What started out as a representation of the Sunshine City’s logo was soon surrounded by landmarks, famous people and their achievements, such as the Champlain Monument, Stephen Leacock and the Tudhope car and factory.
Even though she has been producing and selling art at the local farmer’s market for more than three decades, Byers said, this wasn’t always her chosen path.
“When I was young and in school, I had dyslexia, so my words would go before themselves,” she said. “I had a hard time at school, but at Christmas or Easter or Thanksgiving, my teachers allowed me to paint at school on boards, or anything that needed decoration. I thought it was because I had been behaving well — I never realized it was because I had a bit of a talent.”

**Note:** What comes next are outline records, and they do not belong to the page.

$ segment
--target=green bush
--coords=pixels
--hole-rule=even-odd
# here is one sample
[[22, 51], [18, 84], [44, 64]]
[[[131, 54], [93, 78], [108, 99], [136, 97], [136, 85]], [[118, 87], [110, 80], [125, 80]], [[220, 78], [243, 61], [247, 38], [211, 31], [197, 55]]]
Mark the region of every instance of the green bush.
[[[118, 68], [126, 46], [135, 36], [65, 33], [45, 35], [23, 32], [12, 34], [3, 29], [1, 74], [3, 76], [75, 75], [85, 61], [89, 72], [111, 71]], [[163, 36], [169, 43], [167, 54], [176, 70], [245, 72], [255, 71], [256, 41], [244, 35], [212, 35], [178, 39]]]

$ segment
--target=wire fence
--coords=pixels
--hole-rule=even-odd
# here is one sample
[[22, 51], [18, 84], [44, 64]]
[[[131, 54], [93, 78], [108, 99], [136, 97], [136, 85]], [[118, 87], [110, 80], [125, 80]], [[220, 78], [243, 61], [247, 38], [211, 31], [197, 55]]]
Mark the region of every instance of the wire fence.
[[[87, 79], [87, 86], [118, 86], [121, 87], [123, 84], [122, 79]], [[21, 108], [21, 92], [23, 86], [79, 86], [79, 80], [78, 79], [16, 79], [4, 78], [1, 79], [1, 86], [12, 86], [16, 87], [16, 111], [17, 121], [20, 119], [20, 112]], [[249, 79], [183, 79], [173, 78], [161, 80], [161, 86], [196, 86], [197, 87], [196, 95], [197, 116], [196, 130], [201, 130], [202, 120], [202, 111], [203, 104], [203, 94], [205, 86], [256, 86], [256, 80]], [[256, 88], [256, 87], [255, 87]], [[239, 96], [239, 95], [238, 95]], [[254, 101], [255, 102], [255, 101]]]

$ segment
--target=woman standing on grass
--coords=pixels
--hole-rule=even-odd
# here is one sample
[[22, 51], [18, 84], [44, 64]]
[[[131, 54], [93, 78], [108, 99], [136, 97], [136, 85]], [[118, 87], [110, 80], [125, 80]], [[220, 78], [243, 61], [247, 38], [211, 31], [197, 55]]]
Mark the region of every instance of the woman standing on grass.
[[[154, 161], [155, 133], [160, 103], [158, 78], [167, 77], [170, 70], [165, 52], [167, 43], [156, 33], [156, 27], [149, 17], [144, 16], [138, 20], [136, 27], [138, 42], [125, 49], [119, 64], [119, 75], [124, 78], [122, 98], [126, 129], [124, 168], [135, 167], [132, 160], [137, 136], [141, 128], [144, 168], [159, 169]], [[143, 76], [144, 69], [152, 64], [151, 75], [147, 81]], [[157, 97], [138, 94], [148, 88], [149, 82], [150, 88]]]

Several years later, an innocent sale of one of her paintings on a rock by her then-seven-year-old son, gave her pause to consider making art to be sold.
“It relaxes me,” said Byers. “My husband can tell my moods from my paintings. If I’m upset, it helps me get over my frustration. After I lost my son, a lot of my paintings were really dark. So I used my painting as a tool for survival.”
What makes her happiest is painting farm scenes she has come across around Orillia and area, especially in the winter.
“Because you get to use a lot of blues, and that’s my favourite colour,” said Byers. “People think of shadows as being grey, I think of them as mauve or blue, so the more shadows I can get into a painting, the happier it makes me.”
And she believes if the artist is happy, then the viewer will be happy, too.
But more importantly, for her husband, “A happy wife is a happy life,” said Charlie Byers, with a laugh.